He formed the Alliance for Brazil (APB) under the banner of fighting graft and advancing Christian values.
Hundreds of supporters gathered at a Brasilia hotel to listen to Mr Bolsonaro after he led the party’s first meeting, during which he drew up its statues and appointed its executive committee – powers he lacked in the right-wing Social Liberal Party (PSL).
Mr Bolsonaro’s relationship with the PSL’s leadership reached a breaking point in recent months as they fought for control over its sizeable campaign funds.
Last month, the president exchanged insults with Luciano Bivar, the founder of the PSL, who has not wanted to hand over the reins to Mr Bolsonaro and his sons.
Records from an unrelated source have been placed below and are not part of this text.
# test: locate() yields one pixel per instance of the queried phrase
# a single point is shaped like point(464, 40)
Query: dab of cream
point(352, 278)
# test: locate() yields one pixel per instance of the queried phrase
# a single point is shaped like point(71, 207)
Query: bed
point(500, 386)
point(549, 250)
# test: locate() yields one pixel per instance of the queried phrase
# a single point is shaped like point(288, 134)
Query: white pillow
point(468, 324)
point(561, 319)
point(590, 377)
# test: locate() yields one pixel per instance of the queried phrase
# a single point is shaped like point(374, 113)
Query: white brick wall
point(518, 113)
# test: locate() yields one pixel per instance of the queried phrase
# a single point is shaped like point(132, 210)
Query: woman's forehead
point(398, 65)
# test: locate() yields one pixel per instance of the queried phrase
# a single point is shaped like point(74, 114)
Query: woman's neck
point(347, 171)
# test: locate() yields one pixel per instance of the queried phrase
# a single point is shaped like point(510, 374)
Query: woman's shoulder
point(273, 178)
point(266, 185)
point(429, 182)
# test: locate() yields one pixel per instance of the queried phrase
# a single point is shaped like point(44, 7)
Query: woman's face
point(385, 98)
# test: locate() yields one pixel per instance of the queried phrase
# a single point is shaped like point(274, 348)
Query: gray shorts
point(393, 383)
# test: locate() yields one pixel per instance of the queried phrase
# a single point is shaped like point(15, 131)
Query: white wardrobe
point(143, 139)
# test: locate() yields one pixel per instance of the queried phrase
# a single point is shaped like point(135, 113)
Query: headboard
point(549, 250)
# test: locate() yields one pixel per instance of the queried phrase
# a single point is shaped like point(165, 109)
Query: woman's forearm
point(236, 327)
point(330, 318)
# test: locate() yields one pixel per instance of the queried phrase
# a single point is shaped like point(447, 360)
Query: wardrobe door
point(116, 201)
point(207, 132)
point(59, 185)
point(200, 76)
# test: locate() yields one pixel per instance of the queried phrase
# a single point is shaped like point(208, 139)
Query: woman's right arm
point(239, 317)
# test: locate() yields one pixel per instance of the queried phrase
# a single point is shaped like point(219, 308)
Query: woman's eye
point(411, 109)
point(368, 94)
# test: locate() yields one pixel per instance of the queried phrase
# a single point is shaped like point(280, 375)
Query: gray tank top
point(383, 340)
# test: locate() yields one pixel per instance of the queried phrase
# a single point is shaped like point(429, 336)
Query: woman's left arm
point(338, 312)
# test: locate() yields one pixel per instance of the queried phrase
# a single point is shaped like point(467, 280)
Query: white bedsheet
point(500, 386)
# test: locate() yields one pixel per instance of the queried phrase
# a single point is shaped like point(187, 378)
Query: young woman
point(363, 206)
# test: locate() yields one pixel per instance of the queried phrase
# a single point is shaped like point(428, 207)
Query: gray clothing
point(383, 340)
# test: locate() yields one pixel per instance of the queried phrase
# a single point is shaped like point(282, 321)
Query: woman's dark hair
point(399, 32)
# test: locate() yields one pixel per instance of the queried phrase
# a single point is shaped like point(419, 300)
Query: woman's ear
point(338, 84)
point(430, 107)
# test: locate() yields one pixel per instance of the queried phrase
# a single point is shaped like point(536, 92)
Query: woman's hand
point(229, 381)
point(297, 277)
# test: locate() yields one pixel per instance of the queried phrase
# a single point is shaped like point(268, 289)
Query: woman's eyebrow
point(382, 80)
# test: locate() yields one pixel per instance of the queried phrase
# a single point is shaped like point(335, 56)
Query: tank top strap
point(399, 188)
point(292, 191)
“We have the opportunity today to unite all Brazilians of good faith for the future of our fatherland,” he said in a speech at the launch.
Ditching the PSL is a risky move for Mr Bolsonaro, who rode a wave of conservative sentiment to win last year’s election. The move could fragment his base and it may take months to formalise the new party as deadlines loom for next year’s elections.
The party emerged from obscurity last year to become the second-largest in Brazil’s Congress after Mr Bolsonaro made it the vehicle for his presidential run.
On Thursday the APB announced Mr Bolsonaro would be the party’s president and his eldest son, Senator Flavio Bolsonaro, would be its first vice president.
The party will need 500,000 signatures by the end of April in order to register for the municipal elections in October 2020.
Mr Bolsonaro aims to mobilise his enthusiastic social media following for the petition, but under Brazil’s current electoral laws, the signatures have to be collected physically on paper.
If the TSE electoral court does not allow digital signatures, Mr Bolsonaro told reporters the APB will not run in next year’s campaign because there will not be enough time to gather signatures, verify them and register the party.
Organisers of his new party expect grassroots support from many in Brazil’s fast-growing Evangelical Christian population, which turned out to vote for Mr Bolsonaro en masse last October, drawn by his vow to stop moves to legalise abortion, gay marriage and the use of marijuana.
Mr Bolsonaro has said he hopes a majority of the PSL’s 53 members of the lower house and three senators will follow him to the APB.
The party’s statutes includes commitment to defend life from the moment of conception and legislate the right to carry firearms to protect private property.